2009-02-05 Thread Brian
For whatever it's worth, Wikipedia has become a complex and byzantine
bureaucracy...it's a maze of process and rules and editors that never get
tired of enforcing either. It'll never happen but we should start kicking
people out of project space. 

-Original Message-
From: wikien-l-boun...@lists.wikimedia.org
[mailto:wikien-l-boun...@lists.wikimedia.org] On Behalf Of White Cat
Sent: Thursday, February 05, 2009 11:16 PM
To: English Wikipedia
Subject: [WikiEN-l] Wikipedia, the overly standarised Encyclopedia you
wouldn't dare edit

I am a bit weary about the over standardization of the site. There seems to
be a one correct version philosophy. I was hoping it to self-destruct but
it seems like that aint gonna happen.

We are now forced to use US style dates... Thus it is the American
Encyclopedia internationals (non USians) should feel uncomfortable in
visiting let alone editing.
We are now forced to use a certain specific template when an alternate is
available... Self righteous people will deprecate the other one without even
bothering to discuss...
We are now forced to not link to dates on list articles...
There are tens of other similar changes.

Even more trivial issues are dictated by either a guideline or a
wikiproject.
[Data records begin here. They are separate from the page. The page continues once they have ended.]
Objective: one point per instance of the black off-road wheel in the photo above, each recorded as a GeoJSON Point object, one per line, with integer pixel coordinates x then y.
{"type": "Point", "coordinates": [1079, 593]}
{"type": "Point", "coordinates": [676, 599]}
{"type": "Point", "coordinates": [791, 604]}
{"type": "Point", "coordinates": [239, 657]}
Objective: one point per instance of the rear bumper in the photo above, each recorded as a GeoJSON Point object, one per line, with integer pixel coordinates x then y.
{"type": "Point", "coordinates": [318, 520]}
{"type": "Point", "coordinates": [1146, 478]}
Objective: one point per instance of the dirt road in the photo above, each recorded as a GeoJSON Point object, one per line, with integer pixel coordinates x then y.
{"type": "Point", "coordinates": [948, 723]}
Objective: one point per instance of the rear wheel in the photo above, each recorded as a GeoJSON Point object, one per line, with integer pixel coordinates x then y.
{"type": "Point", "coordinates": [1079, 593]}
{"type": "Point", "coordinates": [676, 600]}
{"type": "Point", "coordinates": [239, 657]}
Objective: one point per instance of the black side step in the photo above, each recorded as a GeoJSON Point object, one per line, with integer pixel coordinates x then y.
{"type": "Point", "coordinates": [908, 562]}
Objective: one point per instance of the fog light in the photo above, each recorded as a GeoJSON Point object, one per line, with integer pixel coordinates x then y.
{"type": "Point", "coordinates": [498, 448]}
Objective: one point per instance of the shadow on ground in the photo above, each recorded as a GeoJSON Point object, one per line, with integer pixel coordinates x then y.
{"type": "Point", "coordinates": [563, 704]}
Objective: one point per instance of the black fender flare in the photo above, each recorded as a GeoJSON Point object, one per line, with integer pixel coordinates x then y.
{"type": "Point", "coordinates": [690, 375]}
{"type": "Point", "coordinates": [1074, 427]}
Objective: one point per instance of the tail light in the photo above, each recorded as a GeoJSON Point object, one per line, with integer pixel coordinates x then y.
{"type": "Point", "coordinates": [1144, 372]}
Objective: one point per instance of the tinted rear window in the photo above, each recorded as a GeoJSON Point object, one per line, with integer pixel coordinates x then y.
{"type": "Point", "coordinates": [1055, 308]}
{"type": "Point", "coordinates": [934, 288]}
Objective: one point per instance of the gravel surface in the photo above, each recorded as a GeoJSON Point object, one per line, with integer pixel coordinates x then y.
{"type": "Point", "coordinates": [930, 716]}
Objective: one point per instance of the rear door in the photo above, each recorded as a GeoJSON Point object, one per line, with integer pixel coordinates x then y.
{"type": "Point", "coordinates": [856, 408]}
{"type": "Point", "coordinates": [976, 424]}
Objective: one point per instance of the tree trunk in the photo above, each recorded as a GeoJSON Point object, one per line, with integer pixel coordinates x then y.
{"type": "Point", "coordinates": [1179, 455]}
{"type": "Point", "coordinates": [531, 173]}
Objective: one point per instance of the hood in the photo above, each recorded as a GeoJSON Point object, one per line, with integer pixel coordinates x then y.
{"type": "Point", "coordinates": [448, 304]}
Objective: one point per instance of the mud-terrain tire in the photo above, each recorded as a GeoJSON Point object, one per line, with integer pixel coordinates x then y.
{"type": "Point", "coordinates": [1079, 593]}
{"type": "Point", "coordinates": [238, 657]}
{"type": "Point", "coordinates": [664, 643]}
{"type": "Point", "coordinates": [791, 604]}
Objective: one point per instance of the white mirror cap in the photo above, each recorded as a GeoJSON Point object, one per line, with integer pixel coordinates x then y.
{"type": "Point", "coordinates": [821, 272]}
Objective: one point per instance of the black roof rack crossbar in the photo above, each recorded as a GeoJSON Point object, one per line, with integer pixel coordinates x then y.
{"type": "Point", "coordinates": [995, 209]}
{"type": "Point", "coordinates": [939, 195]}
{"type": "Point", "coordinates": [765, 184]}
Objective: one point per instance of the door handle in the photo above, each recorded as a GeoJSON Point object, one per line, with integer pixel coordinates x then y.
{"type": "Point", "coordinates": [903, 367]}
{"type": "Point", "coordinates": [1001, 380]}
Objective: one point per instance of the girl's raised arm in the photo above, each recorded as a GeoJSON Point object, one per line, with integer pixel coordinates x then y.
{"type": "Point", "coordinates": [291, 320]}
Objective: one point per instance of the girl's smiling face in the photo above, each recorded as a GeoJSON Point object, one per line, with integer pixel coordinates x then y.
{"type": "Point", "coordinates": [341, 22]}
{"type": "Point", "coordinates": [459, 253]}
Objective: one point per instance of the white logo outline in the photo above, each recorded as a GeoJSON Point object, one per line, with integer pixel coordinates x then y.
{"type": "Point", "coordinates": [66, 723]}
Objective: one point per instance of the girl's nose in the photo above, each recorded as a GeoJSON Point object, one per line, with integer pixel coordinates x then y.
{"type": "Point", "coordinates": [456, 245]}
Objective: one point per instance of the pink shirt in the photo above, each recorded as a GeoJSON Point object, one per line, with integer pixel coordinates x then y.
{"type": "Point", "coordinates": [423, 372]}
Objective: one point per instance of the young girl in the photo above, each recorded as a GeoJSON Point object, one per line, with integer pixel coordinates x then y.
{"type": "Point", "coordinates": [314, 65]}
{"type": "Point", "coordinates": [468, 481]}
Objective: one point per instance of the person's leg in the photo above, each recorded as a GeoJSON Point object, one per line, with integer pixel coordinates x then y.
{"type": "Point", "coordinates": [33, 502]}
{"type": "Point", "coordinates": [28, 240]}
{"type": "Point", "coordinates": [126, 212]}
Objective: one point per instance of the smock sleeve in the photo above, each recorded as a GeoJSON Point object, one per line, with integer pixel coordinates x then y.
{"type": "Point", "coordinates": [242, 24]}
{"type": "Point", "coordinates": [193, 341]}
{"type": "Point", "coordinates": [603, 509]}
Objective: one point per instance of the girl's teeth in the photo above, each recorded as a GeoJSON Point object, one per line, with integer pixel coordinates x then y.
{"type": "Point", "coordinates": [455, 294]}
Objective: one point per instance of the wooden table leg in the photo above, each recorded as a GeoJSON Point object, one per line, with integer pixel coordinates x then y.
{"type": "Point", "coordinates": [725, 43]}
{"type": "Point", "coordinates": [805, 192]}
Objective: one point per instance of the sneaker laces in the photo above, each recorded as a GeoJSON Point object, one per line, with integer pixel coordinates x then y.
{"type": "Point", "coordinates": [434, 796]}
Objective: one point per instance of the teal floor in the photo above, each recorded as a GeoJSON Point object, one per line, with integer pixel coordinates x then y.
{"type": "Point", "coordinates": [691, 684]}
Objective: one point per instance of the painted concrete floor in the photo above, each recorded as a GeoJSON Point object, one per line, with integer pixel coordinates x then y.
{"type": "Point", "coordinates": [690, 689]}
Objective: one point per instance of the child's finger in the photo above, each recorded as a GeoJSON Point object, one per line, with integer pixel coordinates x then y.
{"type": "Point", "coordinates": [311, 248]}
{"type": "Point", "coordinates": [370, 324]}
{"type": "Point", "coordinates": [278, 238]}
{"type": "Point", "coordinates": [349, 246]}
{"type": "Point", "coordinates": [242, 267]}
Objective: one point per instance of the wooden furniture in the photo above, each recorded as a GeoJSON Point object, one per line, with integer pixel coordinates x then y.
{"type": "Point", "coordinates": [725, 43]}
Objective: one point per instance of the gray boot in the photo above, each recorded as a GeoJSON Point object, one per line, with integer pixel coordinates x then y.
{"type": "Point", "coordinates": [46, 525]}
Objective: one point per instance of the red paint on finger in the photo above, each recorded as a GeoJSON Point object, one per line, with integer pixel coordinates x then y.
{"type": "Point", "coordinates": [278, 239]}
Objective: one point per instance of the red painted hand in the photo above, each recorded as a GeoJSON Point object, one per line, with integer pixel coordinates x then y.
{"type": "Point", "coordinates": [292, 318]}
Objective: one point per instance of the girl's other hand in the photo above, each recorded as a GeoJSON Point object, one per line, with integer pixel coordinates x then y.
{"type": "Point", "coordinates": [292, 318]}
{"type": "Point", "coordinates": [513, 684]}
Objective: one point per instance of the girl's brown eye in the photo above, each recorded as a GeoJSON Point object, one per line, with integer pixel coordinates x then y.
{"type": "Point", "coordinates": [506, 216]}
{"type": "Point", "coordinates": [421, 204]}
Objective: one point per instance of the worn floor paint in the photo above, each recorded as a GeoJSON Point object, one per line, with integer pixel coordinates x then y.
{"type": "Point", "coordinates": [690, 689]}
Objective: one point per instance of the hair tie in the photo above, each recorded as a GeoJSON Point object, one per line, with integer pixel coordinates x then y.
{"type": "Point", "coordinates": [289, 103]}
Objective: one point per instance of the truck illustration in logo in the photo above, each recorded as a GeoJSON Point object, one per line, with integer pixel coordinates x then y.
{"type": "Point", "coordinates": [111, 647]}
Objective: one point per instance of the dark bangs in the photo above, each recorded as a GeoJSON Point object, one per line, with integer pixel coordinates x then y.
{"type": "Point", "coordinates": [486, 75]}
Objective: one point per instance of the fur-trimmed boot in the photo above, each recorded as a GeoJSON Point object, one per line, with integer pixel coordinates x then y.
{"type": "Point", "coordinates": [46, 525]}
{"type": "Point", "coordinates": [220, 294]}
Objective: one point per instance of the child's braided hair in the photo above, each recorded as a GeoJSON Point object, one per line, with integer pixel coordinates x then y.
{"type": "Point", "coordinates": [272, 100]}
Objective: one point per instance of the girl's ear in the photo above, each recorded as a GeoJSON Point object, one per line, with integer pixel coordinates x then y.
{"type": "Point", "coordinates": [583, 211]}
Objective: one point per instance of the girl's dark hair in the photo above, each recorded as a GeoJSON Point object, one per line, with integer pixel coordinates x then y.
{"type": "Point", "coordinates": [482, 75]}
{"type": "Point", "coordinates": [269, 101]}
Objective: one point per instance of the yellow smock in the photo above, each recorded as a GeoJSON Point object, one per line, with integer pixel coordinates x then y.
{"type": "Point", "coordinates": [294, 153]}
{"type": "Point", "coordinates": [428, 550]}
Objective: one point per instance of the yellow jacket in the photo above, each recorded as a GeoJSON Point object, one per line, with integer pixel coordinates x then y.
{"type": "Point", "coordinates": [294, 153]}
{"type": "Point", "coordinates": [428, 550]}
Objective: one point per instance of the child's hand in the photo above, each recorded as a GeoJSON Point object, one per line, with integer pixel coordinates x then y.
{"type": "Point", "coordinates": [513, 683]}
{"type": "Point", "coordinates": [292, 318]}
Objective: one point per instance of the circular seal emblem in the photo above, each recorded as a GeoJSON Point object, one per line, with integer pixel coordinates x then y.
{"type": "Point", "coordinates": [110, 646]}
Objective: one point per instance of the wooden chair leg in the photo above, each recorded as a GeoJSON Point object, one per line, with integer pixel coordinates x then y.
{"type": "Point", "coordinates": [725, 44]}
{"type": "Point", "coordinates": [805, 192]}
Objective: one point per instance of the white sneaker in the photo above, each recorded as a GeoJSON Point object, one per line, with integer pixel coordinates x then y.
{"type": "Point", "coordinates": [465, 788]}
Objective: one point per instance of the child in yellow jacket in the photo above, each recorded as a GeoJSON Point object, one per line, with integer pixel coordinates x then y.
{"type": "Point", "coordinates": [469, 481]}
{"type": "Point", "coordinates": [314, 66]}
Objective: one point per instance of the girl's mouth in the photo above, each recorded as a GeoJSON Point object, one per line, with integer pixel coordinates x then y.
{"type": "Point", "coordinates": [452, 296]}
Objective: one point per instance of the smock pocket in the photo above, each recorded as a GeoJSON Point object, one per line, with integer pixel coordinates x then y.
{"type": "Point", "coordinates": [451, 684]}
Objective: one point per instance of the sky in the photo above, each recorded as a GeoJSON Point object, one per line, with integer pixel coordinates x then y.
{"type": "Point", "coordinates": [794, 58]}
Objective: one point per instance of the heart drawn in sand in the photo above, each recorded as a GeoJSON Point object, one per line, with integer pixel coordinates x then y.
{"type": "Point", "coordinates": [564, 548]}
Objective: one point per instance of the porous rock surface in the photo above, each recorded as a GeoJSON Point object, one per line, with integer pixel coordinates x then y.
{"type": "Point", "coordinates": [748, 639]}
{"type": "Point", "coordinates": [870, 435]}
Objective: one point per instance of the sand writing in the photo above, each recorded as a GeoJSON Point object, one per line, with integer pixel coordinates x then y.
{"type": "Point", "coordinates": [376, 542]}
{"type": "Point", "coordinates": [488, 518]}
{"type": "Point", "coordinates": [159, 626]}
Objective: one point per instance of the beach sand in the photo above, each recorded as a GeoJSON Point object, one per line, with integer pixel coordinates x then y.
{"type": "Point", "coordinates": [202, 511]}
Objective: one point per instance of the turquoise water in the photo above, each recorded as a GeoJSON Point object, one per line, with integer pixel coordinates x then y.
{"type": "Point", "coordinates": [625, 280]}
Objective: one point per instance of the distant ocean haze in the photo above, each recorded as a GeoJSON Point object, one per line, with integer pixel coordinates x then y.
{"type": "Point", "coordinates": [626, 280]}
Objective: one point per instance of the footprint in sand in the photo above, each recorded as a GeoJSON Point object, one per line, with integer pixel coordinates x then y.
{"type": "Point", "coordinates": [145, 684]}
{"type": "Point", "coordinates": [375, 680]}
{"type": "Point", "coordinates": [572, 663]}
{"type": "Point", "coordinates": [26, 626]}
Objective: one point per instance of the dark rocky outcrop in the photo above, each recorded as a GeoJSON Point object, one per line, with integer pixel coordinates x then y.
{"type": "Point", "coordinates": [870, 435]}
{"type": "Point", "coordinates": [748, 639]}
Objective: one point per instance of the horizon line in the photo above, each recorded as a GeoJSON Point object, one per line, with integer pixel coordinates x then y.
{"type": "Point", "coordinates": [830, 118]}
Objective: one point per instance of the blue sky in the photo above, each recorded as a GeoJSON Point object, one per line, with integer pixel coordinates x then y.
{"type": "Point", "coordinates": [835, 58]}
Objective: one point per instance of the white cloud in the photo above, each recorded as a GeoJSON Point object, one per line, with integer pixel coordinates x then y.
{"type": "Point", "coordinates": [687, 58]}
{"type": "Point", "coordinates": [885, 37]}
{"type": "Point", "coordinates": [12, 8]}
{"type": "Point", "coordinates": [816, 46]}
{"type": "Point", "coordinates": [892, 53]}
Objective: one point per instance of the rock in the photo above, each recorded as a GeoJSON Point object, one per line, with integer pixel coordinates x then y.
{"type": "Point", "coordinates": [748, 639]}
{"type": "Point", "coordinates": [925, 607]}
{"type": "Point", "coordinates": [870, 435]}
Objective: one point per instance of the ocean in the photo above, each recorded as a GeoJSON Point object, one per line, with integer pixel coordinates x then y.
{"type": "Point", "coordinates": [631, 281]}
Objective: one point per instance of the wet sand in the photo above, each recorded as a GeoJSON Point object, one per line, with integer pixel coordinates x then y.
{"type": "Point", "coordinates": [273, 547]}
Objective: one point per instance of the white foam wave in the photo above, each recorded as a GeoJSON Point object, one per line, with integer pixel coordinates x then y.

Are we a bureaucracy now?

In the past we had multiple correct ways. For example the use of ISO dates
(aka [[-mm-dd]] dates) were encouraged. Users could alter their settings
to display the dates in any way they please. The ISO dates were drafted as a
compromise to the international versus US date war. Now US dates are hard
coded. You do not get to alter it.

The site is becoming increasingly hostile.

Oh and yes I know this mailinglist post will most certainly not fix
anything. There isn't a better median though.